DMARC Stuck at p=none? An RUA Triage Playbook
Your RUA reports are a goldmine for finding Shadow IT and threat actors, but only if you have a playbook to cut through the noise.

You did the right thing. You published a DMARC record, pointed the `rua` tag to an address you monitor, and set the policy to `p=none`. The RFC 7489 specification says this is the first step: monitor mode. Now, weeks later, your inbox is a graveyard of zipped XML files. The data is flowing, but it’s a firehose. Far from feeling in control, you’re staring at a list of non-compliant IPs and feeling a deep sense of dread.
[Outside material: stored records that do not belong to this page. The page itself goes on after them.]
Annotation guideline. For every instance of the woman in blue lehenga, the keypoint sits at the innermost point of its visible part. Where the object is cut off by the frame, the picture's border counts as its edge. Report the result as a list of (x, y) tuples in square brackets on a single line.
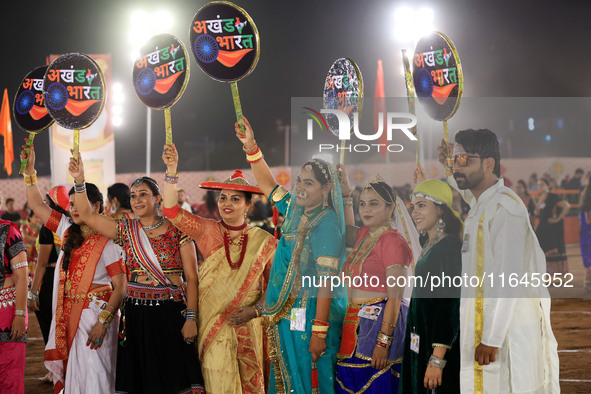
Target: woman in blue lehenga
[(304, 320)]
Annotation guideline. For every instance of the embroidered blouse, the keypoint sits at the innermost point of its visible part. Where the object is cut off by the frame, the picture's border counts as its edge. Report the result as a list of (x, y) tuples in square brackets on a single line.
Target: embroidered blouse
[(166, 247), (12, 242), (110, 263), (391, 249)]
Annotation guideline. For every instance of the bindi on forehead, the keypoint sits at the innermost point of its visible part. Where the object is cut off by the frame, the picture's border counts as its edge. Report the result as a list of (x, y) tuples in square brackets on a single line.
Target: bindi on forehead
[(141, 189)]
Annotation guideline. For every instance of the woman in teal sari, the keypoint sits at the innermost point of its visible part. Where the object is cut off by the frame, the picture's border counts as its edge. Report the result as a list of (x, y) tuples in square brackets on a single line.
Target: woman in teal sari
[(303, 317)]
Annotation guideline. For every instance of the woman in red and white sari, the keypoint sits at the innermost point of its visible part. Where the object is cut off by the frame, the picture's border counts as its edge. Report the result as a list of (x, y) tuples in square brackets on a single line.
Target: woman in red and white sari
[(88, 290)]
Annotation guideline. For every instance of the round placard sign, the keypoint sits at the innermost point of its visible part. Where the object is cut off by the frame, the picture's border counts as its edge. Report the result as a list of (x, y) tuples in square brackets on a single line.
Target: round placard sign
[(29, 108), (343, 90), (161, 72), (437, 76), (74, 90), (224, 41)]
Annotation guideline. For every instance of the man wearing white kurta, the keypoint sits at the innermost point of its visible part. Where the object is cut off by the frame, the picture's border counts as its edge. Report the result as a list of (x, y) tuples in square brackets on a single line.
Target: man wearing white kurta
[(507, 344)]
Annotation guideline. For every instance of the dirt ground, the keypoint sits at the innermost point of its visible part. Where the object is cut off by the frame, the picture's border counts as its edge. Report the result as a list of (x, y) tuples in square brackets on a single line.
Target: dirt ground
[(571, 322)]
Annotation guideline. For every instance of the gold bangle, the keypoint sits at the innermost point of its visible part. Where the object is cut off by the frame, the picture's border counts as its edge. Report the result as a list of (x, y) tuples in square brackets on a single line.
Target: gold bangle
[(254, 147), (254, 158), (30, 180), (389, 324)]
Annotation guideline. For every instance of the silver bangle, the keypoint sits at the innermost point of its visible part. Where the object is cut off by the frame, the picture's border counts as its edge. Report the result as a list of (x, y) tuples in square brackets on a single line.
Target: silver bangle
[(191, 315), (437, 362), (80, 187), (33, 295), (19, 265)]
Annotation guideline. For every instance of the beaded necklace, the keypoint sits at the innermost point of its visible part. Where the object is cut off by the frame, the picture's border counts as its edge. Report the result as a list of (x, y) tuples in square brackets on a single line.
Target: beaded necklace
[(242, 241)]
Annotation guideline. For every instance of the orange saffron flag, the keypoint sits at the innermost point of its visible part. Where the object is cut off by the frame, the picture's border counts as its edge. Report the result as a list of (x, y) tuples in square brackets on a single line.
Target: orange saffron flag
[(6, 132)]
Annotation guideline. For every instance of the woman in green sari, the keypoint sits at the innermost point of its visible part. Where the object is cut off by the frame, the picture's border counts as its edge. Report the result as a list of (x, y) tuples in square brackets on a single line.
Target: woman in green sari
[(303, 314)]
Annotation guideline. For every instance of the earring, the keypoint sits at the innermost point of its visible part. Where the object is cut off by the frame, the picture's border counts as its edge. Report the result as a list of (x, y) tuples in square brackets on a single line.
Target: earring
[(440, 225)]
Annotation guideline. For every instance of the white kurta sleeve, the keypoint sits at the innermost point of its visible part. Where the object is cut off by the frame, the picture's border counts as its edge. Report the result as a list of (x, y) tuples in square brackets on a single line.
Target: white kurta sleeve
[(466, 194), (508, 240)]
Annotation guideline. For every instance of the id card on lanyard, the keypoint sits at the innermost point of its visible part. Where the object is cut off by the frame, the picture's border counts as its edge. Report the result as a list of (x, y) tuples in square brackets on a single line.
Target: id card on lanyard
[(297, 319)]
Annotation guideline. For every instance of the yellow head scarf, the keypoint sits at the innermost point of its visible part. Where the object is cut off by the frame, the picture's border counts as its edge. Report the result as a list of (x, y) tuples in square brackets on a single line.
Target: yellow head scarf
[(437, 191)]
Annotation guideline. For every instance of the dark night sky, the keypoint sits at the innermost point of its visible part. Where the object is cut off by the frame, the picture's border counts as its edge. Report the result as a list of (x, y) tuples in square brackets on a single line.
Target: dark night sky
[(507, 48)]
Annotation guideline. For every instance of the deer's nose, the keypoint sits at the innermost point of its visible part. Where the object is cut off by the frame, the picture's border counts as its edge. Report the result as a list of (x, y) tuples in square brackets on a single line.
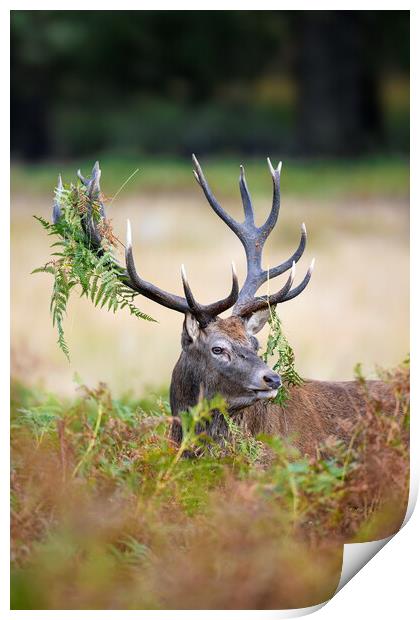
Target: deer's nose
[(273, 380)]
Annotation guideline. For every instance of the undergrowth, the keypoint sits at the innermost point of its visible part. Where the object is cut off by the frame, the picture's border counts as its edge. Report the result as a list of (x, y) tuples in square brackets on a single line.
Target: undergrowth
[(75, 265), (108, 513)]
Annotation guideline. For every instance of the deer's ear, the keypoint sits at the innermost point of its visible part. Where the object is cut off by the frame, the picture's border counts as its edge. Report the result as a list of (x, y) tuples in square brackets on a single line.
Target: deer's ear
[(191, 329), (256, 321)]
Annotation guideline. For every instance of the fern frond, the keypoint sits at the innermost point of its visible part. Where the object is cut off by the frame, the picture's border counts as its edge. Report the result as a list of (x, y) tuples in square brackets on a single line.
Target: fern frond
[(75, 264)]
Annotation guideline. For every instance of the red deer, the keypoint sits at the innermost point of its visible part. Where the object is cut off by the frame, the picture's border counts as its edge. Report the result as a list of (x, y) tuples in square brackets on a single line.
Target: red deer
[(220, 355)]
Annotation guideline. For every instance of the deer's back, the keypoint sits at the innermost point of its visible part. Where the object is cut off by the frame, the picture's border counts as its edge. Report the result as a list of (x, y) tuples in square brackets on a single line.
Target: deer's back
[(318, 410)]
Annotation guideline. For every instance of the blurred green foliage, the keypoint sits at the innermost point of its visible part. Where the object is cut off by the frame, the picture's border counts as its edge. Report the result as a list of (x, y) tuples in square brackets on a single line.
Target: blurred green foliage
[(174, 82), (329, 179)]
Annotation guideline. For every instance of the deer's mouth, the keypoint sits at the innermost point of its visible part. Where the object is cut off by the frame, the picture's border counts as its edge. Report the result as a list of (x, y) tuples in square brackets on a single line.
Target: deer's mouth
[(260, 394)]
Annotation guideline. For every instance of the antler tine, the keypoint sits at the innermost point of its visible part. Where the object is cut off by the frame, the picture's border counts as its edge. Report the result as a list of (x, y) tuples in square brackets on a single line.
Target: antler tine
[(246, 198), (194, 306), (174, 302), (276, 271), (218, 307), (57, 198), (285, 294), (270, 222), (301, 287), (203, 313), (201, 180)]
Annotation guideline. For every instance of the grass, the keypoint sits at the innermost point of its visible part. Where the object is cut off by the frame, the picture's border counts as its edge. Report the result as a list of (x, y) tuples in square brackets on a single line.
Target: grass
[(107, 514), (367, 177)]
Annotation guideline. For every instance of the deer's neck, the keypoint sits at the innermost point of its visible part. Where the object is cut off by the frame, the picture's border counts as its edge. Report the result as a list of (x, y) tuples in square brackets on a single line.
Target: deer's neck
[(190, 380)]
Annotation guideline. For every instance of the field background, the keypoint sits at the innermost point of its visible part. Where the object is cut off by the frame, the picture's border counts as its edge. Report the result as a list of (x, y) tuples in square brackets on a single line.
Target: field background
[(354, 310)]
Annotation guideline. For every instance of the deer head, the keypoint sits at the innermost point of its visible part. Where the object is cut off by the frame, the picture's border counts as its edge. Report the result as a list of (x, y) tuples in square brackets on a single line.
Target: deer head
[(219, 355)]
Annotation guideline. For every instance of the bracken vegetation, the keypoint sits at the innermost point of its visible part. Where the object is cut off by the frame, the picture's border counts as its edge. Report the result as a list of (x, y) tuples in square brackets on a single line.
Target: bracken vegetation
[(107, 513), (75, 265)]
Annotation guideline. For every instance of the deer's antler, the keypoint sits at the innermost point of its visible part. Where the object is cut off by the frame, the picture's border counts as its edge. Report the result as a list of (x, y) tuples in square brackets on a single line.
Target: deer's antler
[(203, 313), (253, 239)]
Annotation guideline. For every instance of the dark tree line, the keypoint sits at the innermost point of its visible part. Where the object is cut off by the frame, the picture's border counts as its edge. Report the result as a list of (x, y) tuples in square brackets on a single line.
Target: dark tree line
[(94, 65)]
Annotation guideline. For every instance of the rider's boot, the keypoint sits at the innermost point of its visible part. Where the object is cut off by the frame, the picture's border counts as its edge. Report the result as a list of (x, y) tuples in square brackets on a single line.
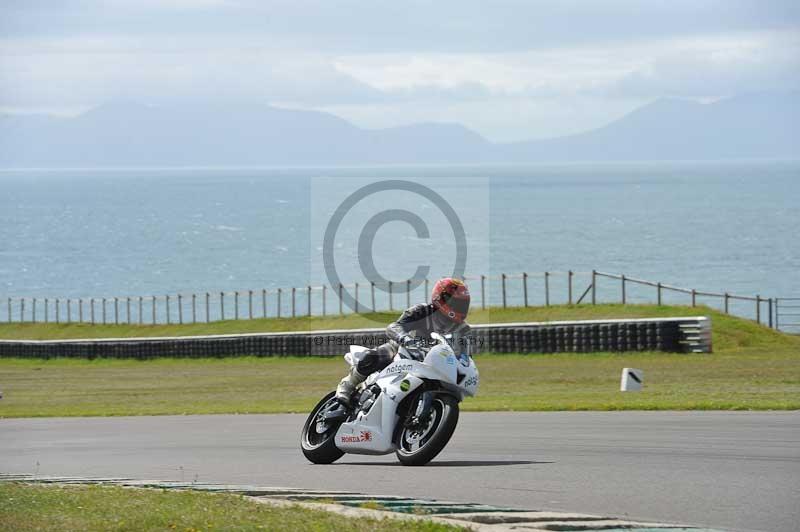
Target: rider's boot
[(348, 384)]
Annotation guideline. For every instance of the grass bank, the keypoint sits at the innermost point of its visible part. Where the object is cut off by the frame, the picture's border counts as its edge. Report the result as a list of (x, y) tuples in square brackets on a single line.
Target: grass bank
[(752, 367), (27, 507)]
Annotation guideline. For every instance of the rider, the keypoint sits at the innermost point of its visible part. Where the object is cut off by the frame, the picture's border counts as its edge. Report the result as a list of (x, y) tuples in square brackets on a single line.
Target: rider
[(445, 314)]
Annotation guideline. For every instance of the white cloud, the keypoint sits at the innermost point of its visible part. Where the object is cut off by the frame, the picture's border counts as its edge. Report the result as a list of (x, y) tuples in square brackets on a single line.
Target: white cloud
[(675, 66)]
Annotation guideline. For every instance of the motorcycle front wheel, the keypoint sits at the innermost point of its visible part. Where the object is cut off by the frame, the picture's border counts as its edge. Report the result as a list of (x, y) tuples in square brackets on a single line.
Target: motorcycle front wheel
[(418, 444), (318, 437)]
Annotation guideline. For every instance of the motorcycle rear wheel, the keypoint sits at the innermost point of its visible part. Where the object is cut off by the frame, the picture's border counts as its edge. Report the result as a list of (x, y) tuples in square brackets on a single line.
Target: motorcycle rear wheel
[(320, 447), (419, 445)]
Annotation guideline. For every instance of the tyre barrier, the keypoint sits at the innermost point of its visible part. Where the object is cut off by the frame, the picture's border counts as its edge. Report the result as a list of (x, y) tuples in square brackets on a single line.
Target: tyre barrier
[(679, 335)]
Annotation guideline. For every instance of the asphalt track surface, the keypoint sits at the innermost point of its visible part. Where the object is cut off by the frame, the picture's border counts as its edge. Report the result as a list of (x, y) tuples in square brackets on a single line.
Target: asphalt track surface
[(725, 470)]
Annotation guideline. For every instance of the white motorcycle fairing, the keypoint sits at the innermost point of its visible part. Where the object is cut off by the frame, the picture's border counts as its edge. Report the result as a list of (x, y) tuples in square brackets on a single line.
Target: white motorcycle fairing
[(373, 432)]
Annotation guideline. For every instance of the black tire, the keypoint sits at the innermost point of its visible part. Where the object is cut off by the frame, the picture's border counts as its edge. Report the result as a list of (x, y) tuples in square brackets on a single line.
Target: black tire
[(433, 437), (320, 448)]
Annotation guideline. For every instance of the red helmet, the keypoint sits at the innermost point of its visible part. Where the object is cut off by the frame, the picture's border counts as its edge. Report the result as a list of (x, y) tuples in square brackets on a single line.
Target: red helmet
[(451, 298)]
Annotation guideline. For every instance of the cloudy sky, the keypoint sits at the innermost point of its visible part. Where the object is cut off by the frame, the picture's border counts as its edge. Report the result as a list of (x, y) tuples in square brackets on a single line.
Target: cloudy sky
[(508, 69)]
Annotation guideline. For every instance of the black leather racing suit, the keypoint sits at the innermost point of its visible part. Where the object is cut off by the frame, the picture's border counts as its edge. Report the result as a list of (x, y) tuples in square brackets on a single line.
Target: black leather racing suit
[(418, 321)]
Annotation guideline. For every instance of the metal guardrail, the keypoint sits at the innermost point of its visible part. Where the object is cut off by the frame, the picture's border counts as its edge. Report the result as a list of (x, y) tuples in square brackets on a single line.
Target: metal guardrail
[(690, 334), (503, 290)]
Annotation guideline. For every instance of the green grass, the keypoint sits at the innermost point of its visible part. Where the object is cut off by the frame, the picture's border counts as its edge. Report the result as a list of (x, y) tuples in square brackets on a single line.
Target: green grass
[(48, 331), (27, 507), (752, 367)]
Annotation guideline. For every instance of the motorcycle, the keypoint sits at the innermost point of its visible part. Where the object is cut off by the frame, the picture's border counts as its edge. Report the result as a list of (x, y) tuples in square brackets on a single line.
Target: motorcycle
[(410, 408)]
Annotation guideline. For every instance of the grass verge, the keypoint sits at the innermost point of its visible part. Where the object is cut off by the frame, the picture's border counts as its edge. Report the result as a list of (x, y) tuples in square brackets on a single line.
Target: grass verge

The paralysis is real. You can't move to `p=quarantine` or `p=reject` because you don't know what you'll break. Is that IP in AWS a threat actor spinning up a server to spoof your CEO, or is it the new HR platform the benefits team just procured without telling IT? Blocking it could be a CLM (career-limiting move). Leaving it could be a breach.
This isn't a failure of DMARC. It's a failure of process. Getting from `p=none` to an enforcement policy isn't about flipping a switch; it's about systematically investigating the unknown. This is the triage playbook for doing just that.
First, Turn the Firehose into a Spreadsheet
Raw DMARC aggregate (RUA) reports are machine-readable, not human-readable. A single IP can appear in dozens of reports from different receivers like Google, Microsoft, and Yahoo. Your first task is to consolidate this chaotic stream into a single, workable dataset.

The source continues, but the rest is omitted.